Peu auparavant, il avait atterri dans son hélicoptère personnel sur une autoroute au milieu de centaines de véhicules et de partisans à pied agitant des drapeaux aux couleurs rouge et vert du PTI, près de Mardan, à une centaine de kilomètres au nord-ouest d'Islamabad.
- 'C'est sans précédent' -
A Lahore, Faizabad ou encore Attock, la police a eu recours aux gaz lacrymogènes pour disperser plusieurs centaines de manifestants qui tentaient d'enlever les barrages, pour se joindre au mouvement.
Le gouvernement de coalition du Premier ministre Shehbaz Sharif s'était dit mardi déterminé à empêcher la tenue d'un événement qui ne viserait qu'à "diviser la nation et propager le chaos".
"Personne ne devrait être autorisé à assiéger la capitale et dicter ses conditions", avait justifié le ministre de l'Intérieur, Rana Sanaullah.
Yasmin Rashid, une figure du PTI, a affirmé aux médias locaux que le pare-brise de sa voiture avait été démoli par la police, alors qu'elle conduisait entre Lahore et Islamabad.
La Cour suprême a été saisie pour déterminer si le gouvernement avait le droit d'empêcher la tenue de cette marche.
"Nous avons vu la capitale bloquée par le passé, mais c'est sans précédent, chaque ruelle menant à Islamabad est bloquée", a témoigné Allah Ditta, un employé d'une école privée qui cherchait à entrer dans la ville, où les écoles avaient aussi été fermées et les hôpitaux placés en alerte.
Sawera Masih, qui travaille dans un salon de beauté, regrettait les perturbations : "Si je n'arrive pas au salon, je n'aurai pas mon salaire", a-t-elle déploré.
- Délabrement de l'économie -
Des sources policières à Lahore ont confirmé à l'AFP que 200 partisans du PTI avaient été placés en détention dans la province du Pendjab pour trouble à l'ordre public.
Imran Khan avait été élu en 2018 en dénonçant la corruption des élites symbolisée par la Ligue musulmane du Pakistan (PML-N) de M. Sharif et le Parti du peuple pakistanais (PPP) de la famille Bhutto, deux partis longtemps rivaux qui ont dominé la vie politique nationale pendant des décennies.
Mais le délabrement de l'économie, avec une croissance restée nulle depuis trois ans, une inflation élevée, une roupie faible et une dette qui s'est creusée, ainsi que la détérioration de la situation sécuritaire, ont fait éclater sa coalition.
M. Khan s'est accroché au pouvoir, au risque de polariser un peu plus la société pakistanaise.

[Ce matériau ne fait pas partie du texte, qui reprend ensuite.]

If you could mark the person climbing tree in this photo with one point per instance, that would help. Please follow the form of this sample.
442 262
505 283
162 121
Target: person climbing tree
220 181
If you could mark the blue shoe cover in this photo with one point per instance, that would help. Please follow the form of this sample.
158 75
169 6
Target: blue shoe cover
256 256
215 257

Engagé depuis plusieurs mois dans une surenchère rhétorique, il n'a pas hésité à prétendre que sa chute était le fruit d'une "conspiration" ourdie par les États-Unis. L'accusation a été jugée fantaisiste par Washington.
Il a finalement dû se résoudre à voir la PML-N et le PPP revenir au pouvoir, cette fois-ci associés dans un gouvernement de coalition.
Il s'est aussi mis à dos la toute puissante armée, accusée d'avoir contribué à le porter au pouvoir en 2018, et qui affiche désormais ostensiblement sa neutralité. Celle-ci pourrait toutefois être tentée de "désamorcer la situation si elle empire", a déclaré à l'AFP l'analyste politique Hassan Askari Rizvi.